I hope this has helped you understand why generating leads on social media is frequently a 3-6 month process. It all depends on where you are in terms of your online audience and then how long it takes to get them to buy.

And always keep in mind … no two businesses are alike!

Don’t Be Discouraged When Your Social Campaign Doesn’t Work Right Away

There is a big misconception out there when it comes to social media marketing: that it works instantly.

True, you can instantly share to your social media channels, but that doesn’t mean you will generate immediate results.

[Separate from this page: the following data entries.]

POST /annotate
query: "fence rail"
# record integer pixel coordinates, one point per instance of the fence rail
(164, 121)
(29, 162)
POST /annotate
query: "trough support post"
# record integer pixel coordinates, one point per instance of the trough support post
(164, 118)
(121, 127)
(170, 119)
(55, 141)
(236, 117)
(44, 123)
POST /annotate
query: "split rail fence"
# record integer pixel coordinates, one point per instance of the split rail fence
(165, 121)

It’s what we refer to as a “long-term play.” It can take anywhere from 1-3 months to see a tangible return on your efforts.

There are a number of reasons this is the case:

1. You have to TEST!

Even the very best digital marketers don’t have all the answers right away. I know, it’s shocking!

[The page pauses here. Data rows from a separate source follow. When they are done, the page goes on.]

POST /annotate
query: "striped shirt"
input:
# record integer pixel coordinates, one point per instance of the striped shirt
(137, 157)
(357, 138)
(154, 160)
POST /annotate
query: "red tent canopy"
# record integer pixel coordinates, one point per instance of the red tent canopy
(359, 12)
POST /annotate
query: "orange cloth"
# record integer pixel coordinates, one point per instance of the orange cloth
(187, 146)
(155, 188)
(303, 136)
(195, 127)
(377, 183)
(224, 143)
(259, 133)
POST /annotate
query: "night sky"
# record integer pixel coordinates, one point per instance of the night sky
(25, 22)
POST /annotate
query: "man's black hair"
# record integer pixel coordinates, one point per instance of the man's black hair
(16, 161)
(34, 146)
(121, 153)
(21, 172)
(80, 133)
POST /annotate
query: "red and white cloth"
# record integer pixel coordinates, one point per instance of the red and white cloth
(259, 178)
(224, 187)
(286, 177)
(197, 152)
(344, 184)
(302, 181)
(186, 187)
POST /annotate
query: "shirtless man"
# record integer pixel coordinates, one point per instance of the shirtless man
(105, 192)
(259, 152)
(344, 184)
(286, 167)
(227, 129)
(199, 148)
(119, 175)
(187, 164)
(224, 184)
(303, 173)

There are so many variables that exist within a social media campaign that it is extremely difficult to get it right with your first iteration. Simply breaking a campaign down into finding your audience and what to say presents a number of different paths to take that require testing to see what works.

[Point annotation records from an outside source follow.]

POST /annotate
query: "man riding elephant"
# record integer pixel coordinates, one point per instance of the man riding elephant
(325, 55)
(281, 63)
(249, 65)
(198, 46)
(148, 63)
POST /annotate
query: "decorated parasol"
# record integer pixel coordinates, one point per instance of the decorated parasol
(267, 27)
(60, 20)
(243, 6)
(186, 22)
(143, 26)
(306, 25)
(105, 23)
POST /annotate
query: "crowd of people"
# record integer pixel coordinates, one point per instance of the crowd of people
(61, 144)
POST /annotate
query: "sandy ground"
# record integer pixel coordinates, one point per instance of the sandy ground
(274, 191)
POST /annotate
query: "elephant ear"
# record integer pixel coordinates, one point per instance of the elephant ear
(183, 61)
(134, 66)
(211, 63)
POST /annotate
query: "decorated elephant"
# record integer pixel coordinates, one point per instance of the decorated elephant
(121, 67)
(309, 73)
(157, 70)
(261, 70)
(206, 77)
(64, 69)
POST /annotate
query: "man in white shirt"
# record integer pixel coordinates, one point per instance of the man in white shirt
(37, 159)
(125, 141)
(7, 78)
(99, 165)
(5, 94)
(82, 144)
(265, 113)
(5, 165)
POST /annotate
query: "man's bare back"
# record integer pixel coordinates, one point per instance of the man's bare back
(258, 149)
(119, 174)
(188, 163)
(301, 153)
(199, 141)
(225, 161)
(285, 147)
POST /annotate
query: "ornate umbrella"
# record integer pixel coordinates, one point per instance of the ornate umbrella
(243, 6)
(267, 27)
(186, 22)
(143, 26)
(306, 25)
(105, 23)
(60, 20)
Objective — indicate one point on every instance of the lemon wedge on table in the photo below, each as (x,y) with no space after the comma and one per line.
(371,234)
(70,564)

How to reach your target audience. Do we use ads? Organic content? LinkedIn InMail or email? More than likely, the answer consists of a combination of tools that work together to get the job done.

What to say to your target audience. We may be in front of the right people, but what will cause them to act? Minor tweaks in copy, changing the image associated with an ad or content, and a difference in call to action can all impact results.

2. You are still vetting your sales funnel.

If a business already has an established sales funnel, early success of a social media campaign is much more likely. What does that mean?

Let’s say you are a business coach. Your method for generating quality leads is to acquire email sign-ups through your website. You already know your email content is effective in nurturing members of your target audience to becoming clients.

That means that once your social media campaign is reaching the right individuals and adequately leading them to your website, you will produce leads.

If, on the other hand, you don’t have that sales funnel established, we would not only be testing your social media campaign, but also the ways to lead your target audience toward becoming paying clients or customers.

That means your social media campaign could be effective in what it is supposed to be doing — reaching the right people and getting them to act — without generating leads.

3. You aren’t conveying your value.

This is a big one. I’ve seen a number of entrepreneurs who are doing great things, but there is a disconnect between what they are doing well and what they are saying about themselves.

One of the biggest indicators of this is if you have a successful local business with raving clients, but you aren’t pulling in online leads. More than likely, you aren’t properly articulating your “it factor.”

Let’s go back to our business coach example. A business coach may articulate through her social media campaign that she will “assess your business and coach you through necessary changes to increase revenue.”

That statement may be accurate, but it isn’t conveying this coach’s true value. After asking her clients why they work with her, she may find out that her “it factor” is pushing her clients outside their comfort zones.

Changing her social media campaign to articulate that she “will push you outside of your comfort zone to get you to do things you’ve been putting off” will resonate much better with her target audience.

Final Thoughts

As you can see, there are a number of variables in play when beginning a social media campaign. Each is directly associated with your campaign, but is also impacted by other areas of your business and factors outside of your control.

It is impossible to predict how an audience will respond to your efforts, even when you know that audience inside and out! Testing, refining your sales funnel, and properly conveying value are all elements of a social media campaign that require time and multiple iterations.

It’s why I set goals with my clients in month-by-month increments. What we are doing is building layers of a social media campaign and testing them along the way.